Given X::A above, Index promises it will return a &T for some T. But there’s actually no T that’s valid to return a reference to - you can’t return a tuple reference pointing to the enum data because that makes assumptions about the enum data layout, and you can’t construct any other type and return a reference because it’ll die when the stack frame goes away.

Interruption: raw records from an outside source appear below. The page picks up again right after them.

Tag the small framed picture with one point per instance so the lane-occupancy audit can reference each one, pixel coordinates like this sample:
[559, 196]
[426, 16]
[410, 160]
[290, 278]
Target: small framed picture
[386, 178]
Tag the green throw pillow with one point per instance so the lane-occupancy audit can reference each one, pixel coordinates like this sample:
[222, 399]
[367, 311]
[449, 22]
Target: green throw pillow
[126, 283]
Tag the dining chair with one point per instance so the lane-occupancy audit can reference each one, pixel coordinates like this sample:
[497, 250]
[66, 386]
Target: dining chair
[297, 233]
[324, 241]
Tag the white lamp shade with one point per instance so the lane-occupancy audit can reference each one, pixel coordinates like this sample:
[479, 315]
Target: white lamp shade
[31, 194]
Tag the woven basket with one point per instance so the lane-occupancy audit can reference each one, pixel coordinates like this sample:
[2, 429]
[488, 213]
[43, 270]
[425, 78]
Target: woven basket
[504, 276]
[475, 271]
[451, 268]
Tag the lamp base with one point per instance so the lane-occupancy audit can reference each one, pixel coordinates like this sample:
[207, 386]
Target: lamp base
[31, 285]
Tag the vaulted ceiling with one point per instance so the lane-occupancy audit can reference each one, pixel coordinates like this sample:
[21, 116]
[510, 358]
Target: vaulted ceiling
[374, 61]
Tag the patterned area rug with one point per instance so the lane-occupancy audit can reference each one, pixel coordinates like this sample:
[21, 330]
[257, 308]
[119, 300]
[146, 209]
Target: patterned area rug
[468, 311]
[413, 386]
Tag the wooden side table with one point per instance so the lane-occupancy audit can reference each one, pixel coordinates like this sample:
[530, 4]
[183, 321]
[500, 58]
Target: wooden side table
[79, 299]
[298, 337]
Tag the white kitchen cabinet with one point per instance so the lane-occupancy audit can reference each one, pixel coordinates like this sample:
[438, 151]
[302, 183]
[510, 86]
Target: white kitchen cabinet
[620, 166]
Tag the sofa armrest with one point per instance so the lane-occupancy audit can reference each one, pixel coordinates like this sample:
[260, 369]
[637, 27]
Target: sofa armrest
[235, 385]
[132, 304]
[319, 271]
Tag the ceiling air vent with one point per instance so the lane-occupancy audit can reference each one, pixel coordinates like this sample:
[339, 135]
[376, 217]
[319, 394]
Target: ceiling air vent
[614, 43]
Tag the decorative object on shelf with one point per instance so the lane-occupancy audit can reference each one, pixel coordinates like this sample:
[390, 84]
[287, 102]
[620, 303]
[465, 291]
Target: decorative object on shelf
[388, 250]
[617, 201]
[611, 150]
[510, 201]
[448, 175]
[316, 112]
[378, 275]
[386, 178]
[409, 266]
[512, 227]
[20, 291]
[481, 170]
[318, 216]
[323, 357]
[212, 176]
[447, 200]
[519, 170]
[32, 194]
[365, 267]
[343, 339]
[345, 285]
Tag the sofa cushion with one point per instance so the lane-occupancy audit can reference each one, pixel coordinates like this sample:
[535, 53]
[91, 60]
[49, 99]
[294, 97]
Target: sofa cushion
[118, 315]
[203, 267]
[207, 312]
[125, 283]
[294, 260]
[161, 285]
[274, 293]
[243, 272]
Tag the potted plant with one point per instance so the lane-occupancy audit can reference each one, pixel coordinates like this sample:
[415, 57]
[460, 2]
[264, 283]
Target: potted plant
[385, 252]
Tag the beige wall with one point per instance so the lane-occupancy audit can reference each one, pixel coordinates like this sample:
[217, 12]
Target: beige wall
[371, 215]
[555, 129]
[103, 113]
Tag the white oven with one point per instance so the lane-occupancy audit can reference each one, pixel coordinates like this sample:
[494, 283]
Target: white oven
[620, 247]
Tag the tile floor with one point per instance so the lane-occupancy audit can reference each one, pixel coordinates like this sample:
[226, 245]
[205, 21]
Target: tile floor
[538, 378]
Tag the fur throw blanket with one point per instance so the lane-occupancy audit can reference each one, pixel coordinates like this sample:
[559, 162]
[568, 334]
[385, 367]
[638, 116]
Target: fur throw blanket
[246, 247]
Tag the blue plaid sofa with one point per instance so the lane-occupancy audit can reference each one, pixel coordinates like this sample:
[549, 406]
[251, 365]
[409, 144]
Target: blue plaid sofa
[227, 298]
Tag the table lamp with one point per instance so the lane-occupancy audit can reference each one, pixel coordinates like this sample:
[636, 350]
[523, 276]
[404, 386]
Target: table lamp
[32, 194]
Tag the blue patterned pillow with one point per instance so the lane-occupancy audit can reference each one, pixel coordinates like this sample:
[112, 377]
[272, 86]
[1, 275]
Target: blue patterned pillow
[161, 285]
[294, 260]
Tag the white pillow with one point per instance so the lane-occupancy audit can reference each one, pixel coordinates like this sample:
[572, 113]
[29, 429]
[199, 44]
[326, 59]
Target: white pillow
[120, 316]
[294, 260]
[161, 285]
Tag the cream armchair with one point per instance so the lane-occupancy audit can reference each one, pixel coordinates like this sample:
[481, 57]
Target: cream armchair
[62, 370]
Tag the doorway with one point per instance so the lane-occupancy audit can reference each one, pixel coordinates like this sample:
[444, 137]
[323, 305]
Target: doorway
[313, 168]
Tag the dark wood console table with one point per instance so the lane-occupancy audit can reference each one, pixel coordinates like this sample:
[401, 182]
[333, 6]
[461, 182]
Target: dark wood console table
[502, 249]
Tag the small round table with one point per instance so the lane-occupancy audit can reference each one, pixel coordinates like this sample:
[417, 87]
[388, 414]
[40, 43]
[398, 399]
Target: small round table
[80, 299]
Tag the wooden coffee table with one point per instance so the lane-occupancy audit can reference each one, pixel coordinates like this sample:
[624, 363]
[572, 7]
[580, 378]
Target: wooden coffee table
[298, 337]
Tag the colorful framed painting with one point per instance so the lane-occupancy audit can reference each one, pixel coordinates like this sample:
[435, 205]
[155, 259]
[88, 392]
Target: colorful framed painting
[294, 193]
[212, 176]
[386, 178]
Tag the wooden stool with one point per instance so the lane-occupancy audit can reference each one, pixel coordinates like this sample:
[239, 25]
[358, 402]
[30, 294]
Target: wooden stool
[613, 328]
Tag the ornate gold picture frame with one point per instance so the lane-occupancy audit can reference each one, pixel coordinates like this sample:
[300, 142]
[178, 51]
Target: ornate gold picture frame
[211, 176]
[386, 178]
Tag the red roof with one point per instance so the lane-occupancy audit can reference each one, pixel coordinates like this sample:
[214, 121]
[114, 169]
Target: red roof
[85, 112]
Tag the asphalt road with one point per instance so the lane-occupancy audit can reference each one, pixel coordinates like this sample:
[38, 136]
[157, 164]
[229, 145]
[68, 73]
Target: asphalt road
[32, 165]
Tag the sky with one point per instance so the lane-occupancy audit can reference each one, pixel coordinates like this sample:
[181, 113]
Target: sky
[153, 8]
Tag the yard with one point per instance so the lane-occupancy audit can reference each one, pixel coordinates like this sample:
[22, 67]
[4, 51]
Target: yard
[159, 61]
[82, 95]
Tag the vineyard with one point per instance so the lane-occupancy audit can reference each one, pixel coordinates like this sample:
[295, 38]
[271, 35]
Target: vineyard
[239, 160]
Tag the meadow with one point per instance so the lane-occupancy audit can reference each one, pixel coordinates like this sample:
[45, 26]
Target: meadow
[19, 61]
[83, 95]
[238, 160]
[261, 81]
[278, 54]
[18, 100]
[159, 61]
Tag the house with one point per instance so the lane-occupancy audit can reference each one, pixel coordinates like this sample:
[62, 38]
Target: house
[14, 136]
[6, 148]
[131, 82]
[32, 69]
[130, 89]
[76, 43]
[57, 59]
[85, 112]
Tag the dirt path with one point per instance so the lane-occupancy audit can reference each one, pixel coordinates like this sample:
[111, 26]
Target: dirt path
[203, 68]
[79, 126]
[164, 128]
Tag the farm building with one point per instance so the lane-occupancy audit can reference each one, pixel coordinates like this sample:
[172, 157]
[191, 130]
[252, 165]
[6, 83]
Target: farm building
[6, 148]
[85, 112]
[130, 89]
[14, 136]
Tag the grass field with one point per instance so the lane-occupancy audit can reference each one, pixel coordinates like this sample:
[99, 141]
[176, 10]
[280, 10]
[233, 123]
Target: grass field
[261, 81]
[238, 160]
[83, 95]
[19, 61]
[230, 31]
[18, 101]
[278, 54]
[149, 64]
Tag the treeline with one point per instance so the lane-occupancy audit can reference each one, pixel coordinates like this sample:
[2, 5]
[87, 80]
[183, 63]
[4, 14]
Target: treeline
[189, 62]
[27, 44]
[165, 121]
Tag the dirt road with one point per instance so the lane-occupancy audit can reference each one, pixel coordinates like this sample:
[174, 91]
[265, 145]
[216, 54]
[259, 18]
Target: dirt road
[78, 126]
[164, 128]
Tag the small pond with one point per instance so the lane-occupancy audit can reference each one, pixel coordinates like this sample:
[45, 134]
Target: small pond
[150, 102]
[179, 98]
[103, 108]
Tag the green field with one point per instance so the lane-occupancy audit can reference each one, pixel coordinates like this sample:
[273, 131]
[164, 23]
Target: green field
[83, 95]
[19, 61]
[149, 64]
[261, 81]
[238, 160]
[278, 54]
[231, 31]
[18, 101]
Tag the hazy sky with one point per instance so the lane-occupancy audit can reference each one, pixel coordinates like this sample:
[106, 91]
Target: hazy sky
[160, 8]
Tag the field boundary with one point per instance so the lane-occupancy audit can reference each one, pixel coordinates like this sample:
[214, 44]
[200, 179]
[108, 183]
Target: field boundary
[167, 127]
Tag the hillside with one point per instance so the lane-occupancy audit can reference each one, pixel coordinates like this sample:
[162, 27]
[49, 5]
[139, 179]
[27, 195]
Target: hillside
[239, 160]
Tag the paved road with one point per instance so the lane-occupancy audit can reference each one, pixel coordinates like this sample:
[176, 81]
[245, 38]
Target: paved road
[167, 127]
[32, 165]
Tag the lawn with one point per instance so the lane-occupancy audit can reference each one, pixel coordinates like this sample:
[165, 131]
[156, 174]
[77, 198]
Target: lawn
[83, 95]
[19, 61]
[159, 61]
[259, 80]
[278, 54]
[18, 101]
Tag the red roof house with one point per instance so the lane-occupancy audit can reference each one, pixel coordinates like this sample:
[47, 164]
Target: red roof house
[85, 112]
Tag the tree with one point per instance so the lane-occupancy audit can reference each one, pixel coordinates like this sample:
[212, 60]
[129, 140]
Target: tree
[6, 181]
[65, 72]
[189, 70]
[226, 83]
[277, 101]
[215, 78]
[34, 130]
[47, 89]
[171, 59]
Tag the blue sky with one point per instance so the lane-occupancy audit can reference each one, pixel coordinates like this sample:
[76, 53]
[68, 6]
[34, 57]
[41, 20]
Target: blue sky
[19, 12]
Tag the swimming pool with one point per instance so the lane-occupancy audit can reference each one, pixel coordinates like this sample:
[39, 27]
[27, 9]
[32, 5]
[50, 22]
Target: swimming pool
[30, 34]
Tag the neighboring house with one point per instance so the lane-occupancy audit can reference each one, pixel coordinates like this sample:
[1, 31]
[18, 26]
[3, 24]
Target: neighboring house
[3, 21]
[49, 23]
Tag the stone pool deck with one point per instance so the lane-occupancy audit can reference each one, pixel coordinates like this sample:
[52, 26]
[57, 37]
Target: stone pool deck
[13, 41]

So I think the only way to do this is to make every enum variant contain a single tuple so we can talk about fn(T) -> X and return references to the &T.


#3
#![feature(unboxed_closures)]

use std::any::Any;
use std::marker::PhantomData;

#[derive(Debug)]
enum X {
        A((u8,u8)),
        B(u8)
}
#[derive(Debug)]
struct Carry<T> {
        ptr: *const (),
        m: PhantomData<T>,
}
fn imp<T>(f: fn(T) -> X) -> Carry<T> {
        Carry { ptr: f as *const fn(T) -> X as *const (), m: PhantomData }
}

impl<T: 'static> std::ops::Index<Carry<T>> for X {
        type Output = T;
        fn index(&self, x: Carry<T>) -> &T {
                let xp = x.ptr;
                let xa = imp(X::A).ptr;
                let xb = imp(X::B).ptr;
                macro_rules! downcast {
                        ($p:pat, $v:ident) => {{
                                if let $p = *self {
                                        ($v as &Any).downcast_ref::<T>().unwrap()
                                } else { panic!(stringify!($p)) }
                        }};
                }
                match xp {
                        _ if xp == xa => downcast!(X::A(ref v), v),
                        _ if xp == xb => downcast!(X::B(ref v), v),
                        _ => panic!("invalid variant"),
                }
        }
}
fn main() {
        let a = X::A((10,11));
        let b = X::B(12);
        println!("{:?}", a[imp(X::A)]);
        println!("{:?}", b[imp(X::B)]);
}

Here’s an example of doing it which a) requires calling a function and b) only works as long as all of your enum variants are single-item tuple variants. I believe you could eliminate this requirement to call a function if https://github.com/rust-lang/rust/issues/40085 was fixed but (as explained above) I don’t think it’s generally possible to solve this for multi-item tuple/struct enum variants


#4

I fixed the issue which makes fn items not coerce to fn pointers, so the additional function is no longer necessary and makes it much simpler. The following works in the latest nightly:

use std::any::Any;

#[derive(Debug)]
enum X {
    A((u8,u8)),
    B(u8)
}

impl<T: 'static> std::ops::Index<fn(T) -> X> for X {
    type Output = T;
    fn index(&self, x: fn(T) -> X) -> &T {
        fn to_p<T>(f: fn(T) -> X) -> *const () { f as *const fn(T) -> X as *const () }
        let xp = to_p(x);
        let xa = to_p(X::A);
        let xb = to_p(X::B);
        macro_rules! downcast {
            ($v:ident) => { ($v as &Any).downcast_ref::<T>().unwrap() };
        }
        match *self {
            X::A(ref v) if xp == xa => downcast!(v),
            X::B(ref v) if xp == xb => downcast!(v),
            _ => panic!("invalid variant"),
        }
    }
}
fn main() {
    let a = X::A((10,11));
    let b = X::B(12);
    println!("{:?}", a[X::A]);
    println!("{:?}", b[X::B]);
}

There’s probably not much more that can be done now without having information about enum internal representations.